The ICO has sent warning letters to 11 political parties about the processing of personal data - with particular concern around purchasing lists from data brokers - and has also referred Facebook to Ireland’s data watchdog, having already issued the social network a maximum fine of £500,000 for failing to keep its users’ personal information secure.

Since the ICO began its investigation in May 2017 it has examined 30 organisations, interviewed 33 individuals and is working through forensic analysis of 700 terabytes of data - the equivalent of 52 billion pages.

Whilst the investigation began in early 2017, new revelations surrounding Cambridge Analytica, Facebook and the Leave.EU campaign have also come to the fore. The story is ongoing and complex, with multiple parties involved, but the ICO is essentially worried about the misuse of personal data to influence people during elections and campaigns.

Or as the ICO puts it, it is “concerned about invisible processing” - the “behind the scenes algorithms, analysis, data matching and profiling that involves people’s personal information”.

The ICO has this week published a report to parliament with the full details of its investigations thus far.

Elizabeth Denham, the UK Information Commissioner, said:

“[The report] sets out what we have found and what we now know. But it is not the end. Some of the issues uncovered in our investigation are still ongoing or will require further investigation or action.

“Throughout our enquiries we found a disturbing disregard for voters’ personal privacy by players across the political campaigning eco-system — from data companies and data brokers to social media platforms, campaign groups and political parties.

“Where there have been breaches of the law we have acted. We have issued monetary penalties - including the maximum £500,000 (under the previous law) to Facebook – and enforcement notices that compel companies and campaigns to comply with the law. We’ve instigated criminal proceedings against SCL Elections Ltd and referred issues to other regulators and law enforcement agencies. And where we have found no evidence of illegalities, we have shared those findings openly too.”

A full list of all the ICO’s enforcements to date can be found here.

What’s next

However, the ICO has been clear that its efforts to date are not just about enforcement. Denham said that “we are at a crossroads” and that trust and confidence in the integrity of our democratic processes risks being disrupted because the “average person has little idea of what is going on behind the scenes”.

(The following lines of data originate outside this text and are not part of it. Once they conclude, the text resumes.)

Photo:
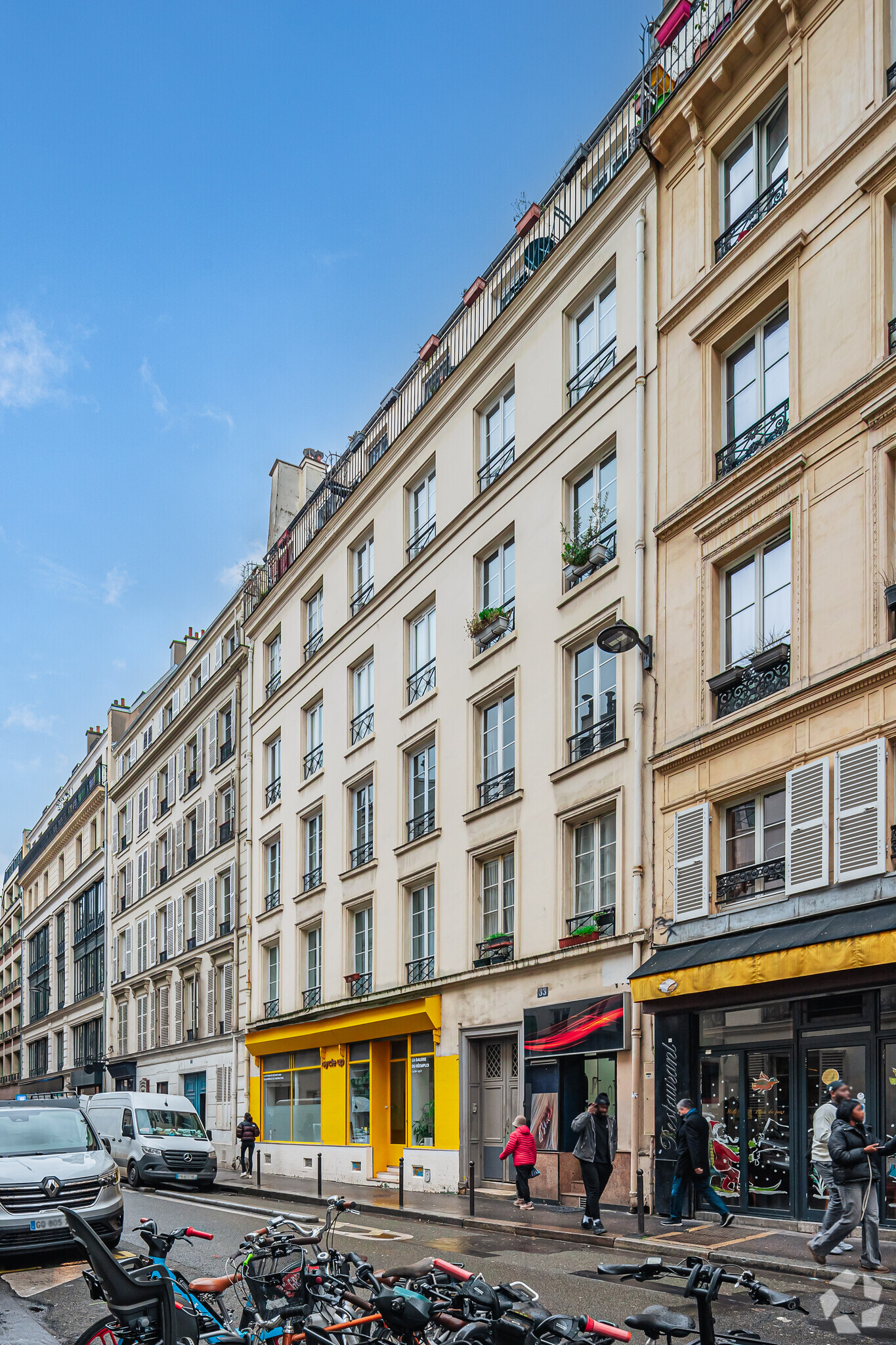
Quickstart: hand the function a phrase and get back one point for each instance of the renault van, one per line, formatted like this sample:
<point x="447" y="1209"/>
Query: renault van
<point x="51" y="1158"/>
<point x="155" y="1137"/>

She said that this must change. Denham said that this is why government regulation is needed - and that social media companies regulating themselves isn’t enough.

“People can only make truly informed choices about who to vote for if they are sure those decisions have not been unduly influenced.

“What can we do to ensure that we preserve the integrity of future elections? How can we make sure that voters are truly in control of the outcome?

“Whilst voluntary initiatives by the social media platforms are welcome, a self-regulatory approach will not guarantee consistency, rigour or shore up public confidence.”

As a result, the ICO is calling for views for a code of practice covering the use of data in campaigns and elections. Denham said that this will “simplify the rules and give certainty and assurance about using personal data as a legitimate tool in campaigns and elections”.

The code should be given the same statutory footing as other codes of practice in the Data Protection Act 2018, according to the ICO.

Denham is also calling on the UK government to consider where there are regulatory gaps in the current data protection and electoral law landscape or ensure the regime is “fit for purpose in the digital age”.

Furthermore, the ICO acknowledges that this isn’t an issue the UK can tackle on its own. Denham said:

“Finally, this is a global issue, which requires global solutions. Our work has helped inform the EU’s initiatives to combat electoral interference. A Canadian Parliamentary Committee has recommended extending privacy law to political parties and the US is considering introducing its first comprehensive data protection law.

“I am immensely proud of the work of my team and the impact that our investigation has had.

“I hope our investigation provides a blueprint for other jurisdictions to take action and sets the standard for future investigations.”